# Saw a few Colnagos at RAAM



## T-shirt (Aug 15, 2004)

At races and organized rides I'm always on the hunt for nice bikes especially Colnagos. In Oceanside, CA last week the hunt was on again. Here is what I found. The Dream is owned by the president of RAAM. The red C50 impressed me with it's subtle look...not a descriptive word that I would have expected to use before seeing it in person. I would seriously consider this scheme if I could afford it.
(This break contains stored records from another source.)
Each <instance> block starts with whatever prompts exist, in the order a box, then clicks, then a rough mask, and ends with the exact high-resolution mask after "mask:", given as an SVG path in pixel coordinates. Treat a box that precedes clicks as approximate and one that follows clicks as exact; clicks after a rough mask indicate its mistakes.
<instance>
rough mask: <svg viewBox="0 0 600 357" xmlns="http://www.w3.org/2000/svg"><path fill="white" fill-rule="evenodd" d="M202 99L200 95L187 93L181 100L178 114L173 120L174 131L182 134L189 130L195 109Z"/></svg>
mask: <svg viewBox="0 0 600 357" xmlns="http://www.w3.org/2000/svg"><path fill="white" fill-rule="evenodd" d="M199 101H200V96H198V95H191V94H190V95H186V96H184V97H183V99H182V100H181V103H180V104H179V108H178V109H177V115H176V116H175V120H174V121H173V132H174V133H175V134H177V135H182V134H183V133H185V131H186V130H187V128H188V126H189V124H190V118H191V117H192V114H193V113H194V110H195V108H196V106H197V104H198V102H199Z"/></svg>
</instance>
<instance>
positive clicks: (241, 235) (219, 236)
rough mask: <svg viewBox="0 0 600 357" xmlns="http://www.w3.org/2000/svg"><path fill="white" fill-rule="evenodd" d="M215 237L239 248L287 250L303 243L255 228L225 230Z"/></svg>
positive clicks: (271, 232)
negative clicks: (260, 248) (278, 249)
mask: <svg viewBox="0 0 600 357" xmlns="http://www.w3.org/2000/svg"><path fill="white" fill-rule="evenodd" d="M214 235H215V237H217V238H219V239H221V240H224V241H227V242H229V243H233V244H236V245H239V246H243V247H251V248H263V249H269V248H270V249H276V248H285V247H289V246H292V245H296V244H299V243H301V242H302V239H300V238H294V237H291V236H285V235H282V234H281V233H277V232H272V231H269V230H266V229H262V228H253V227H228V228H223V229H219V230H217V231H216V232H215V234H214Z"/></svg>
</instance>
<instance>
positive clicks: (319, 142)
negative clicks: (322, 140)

There were three others for which I have no pictures, unfortunately: a 2004 PR10 (more paint than 2005) blue flags C50 (my personal holy grail), a Cristallo with blue wagon wheels WH05, and a beautiful MXL in OOF with carbon fork. 

It's always fun to see Colnagos up close.

Thanks,
Tshirt


----------



## chuckice (Aug 25, 2004)

Nice! Thanks...the red one is gorgeous.


----------



## ETWN Stu (Feb 15, 2007)

Thanks for that. Are you competing or just there for the start/stage?


----------



## T-shirt (Aug 15, 2004)

ETWN Stu said:


> Thanks for that. Are you competing or just there for the start/stage?


I was on the crew of a four person team. We finished in just over seven days.


----------